Load external weight tensors listed in configPath from engineDir.

Missing external_weight_files is treated as an empty external-weight set.

Must be called exactly once before validateAgainstEngine(). Calling load() a second time is a programming error and throws.

Throws:

std::runtime_error – if an external weight file cannot be loaded or if load() has already been called.

void validateAgainstEngine(
EngineExecutor const &executor,
std::string_view engineLabel
)#

Validate loaded external weight tensors against executor.

Must be called exactly once after load() and before registerTensorMapEntries(). Calling it a second time is a programming error and throws.

Throws:

std::runtime_error – if load() has not been called first, if validation has already happened, or if an external weight tensor does not match the TensorRT engine input it feeds.

void registerTensorMapEntries(TensorMap &map)#

Register all loaded weights in map using each tensor’s safetensors name.

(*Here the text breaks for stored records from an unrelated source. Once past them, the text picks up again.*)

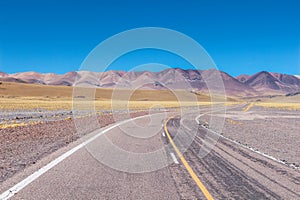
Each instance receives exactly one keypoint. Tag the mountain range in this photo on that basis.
(262, 83)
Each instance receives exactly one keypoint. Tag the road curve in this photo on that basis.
(228, 171)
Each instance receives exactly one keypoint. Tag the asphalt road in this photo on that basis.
(141, 159)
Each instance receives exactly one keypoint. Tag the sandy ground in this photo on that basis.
(271, 131)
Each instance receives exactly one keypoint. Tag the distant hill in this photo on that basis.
(262, 83)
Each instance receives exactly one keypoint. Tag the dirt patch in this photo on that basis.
(24, 146)
(271, 131)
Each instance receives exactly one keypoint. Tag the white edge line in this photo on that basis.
(244, 146)
(254, 150)
(174, 158)
(19, 186)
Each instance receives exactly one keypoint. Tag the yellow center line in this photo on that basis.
(187, 166)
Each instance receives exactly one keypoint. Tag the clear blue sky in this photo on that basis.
(241, 36)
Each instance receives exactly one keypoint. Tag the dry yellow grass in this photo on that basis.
(14, 124)
(247, 108)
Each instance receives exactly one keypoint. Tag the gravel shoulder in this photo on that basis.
(271, 131)
(23, 146)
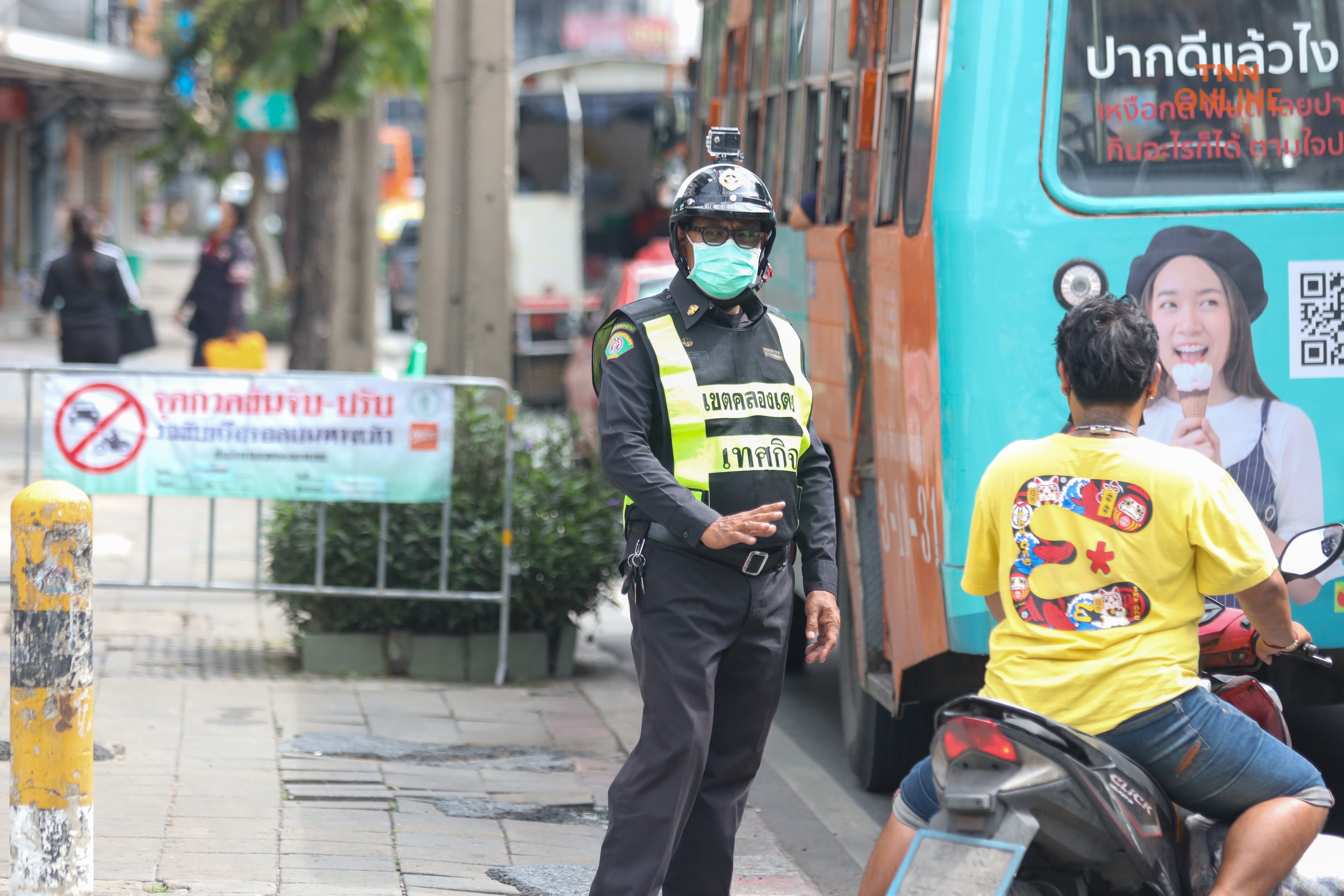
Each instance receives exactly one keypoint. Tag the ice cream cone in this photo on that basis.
(1194, 404)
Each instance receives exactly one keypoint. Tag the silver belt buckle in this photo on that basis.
(756, 563)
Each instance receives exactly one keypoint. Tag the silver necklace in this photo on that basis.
(1099, 429)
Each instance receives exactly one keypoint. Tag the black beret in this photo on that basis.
(1217, 246)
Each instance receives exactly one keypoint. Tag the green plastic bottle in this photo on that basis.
(416, 365)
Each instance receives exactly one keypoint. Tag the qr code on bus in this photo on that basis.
(1316, 319)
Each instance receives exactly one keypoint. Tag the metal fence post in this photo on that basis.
(507, 535)
(27, 428)
(52, 692)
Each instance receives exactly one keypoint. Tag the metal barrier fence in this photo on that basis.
(31, 375)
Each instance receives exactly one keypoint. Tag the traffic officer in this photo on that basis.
(706, 425)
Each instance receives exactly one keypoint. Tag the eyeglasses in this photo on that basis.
(746, 238)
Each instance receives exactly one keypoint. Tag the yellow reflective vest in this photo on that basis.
(737, 406)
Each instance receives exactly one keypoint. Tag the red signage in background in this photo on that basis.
(617, 34)
(14, 105)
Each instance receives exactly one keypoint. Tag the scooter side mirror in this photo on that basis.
(1311, 551)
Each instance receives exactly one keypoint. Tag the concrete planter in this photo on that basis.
(343, 655)
(439, 657)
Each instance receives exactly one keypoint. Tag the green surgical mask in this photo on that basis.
(724, 272)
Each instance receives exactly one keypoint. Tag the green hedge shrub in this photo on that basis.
(566, 541)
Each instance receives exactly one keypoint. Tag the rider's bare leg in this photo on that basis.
(1264, 844)
(886, 858)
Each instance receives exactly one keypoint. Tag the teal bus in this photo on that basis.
(958, 174)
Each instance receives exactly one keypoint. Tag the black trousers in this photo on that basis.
(709, 649)
(91, 346)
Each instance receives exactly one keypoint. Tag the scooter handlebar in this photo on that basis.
(1308, 653)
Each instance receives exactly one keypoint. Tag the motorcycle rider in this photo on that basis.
(1052, 566)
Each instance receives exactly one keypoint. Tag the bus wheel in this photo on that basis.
(881, 747)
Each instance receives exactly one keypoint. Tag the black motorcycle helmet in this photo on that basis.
(724, 190)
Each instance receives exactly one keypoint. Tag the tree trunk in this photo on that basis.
(318, 187)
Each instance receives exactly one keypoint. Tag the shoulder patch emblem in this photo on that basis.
(619, 346)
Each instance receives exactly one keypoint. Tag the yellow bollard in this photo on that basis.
(52, 692)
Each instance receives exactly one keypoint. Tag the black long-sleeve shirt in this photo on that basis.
(638, 448)
(85, 304)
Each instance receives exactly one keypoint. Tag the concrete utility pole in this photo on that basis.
(354, 342)
(465, 296)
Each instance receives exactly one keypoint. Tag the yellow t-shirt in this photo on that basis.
(1101, 550)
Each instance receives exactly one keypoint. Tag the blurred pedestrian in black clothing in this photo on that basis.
(217, 295)
(91, 291)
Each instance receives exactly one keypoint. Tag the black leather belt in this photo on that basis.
(750, 563)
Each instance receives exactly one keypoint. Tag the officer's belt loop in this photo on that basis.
(753, 563)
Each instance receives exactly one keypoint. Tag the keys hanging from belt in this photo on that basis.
(635, 563)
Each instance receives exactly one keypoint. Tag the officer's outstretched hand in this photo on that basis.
(823, 625)
(742, 529)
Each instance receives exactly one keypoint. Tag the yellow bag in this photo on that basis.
(245, 354)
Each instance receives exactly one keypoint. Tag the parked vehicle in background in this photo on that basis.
(647, 275)
(402, 275)
(978, 169)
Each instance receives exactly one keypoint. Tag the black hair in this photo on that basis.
(81, 244)
(1108, 349)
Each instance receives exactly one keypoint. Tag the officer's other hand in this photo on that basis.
(823, 625)
(744, 529)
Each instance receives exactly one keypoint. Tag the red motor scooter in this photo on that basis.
(1033, 808)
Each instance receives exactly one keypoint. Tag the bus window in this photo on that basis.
(838, 155)
(889, 183)
(752, 138)
(759, 49)
(819, 21)
(779, 45)
(798, 31)
(712, 53)
(1160, 100)
(791, 150)
(772, 143)
(840, 37)
(812, 143)
(920, 134)
(901, 41)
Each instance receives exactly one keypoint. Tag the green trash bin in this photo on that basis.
(136, 262)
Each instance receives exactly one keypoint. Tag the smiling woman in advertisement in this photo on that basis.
(1204, 288)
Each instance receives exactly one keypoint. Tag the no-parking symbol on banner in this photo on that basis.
(100, 428)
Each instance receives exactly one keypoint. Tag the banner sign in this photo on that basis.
(329, 439)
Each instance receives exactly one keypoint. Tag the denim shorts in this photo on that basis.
(1206, 754)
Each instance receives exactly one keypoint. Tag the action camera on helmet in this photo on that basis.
(725, 144)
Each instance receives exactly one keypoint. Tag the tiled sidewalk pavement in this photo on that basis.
(206, 801)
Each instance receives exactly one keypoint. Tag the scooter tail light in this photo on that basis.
(968, 733)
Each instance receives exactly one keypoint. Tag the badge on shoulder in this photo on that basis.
(619, 346)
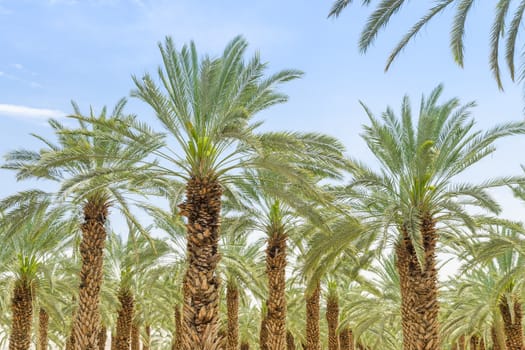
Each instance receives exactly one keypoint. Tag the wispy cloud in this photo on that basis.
(29, 113)
(5, 11)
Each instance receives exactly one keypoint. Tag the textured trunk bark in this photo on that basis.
(332, 318)
(135, 337)
(232, 301)
(177, 337)
(419, 290)
(102, 337)
(346, 339)
(495, 340)
(147, 338)
(275, 270)
(87, 322)
(462, 342)
(290, 341)
(201, 285)
(313, 302)
(22, 316)
(43, 326)
(263, 335)
(474, 342)
(512, 324)
(113, 342)
(124, 320)
(70, 342)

This is separate from load() because TensorMap is constructed after SharedResources, matching the other state managers that publish stable tensor addresses after the runtime builds its engine binding map.

Must be called exactly once after validateAgainstEngine(). Calling it a second time is a programming error and throws.

Throws:

std::runtime_error – if validation has not run first or if registration has already happened.

inline size_t size() const noexcept#

Number of externalized tensors currently owned by the manager.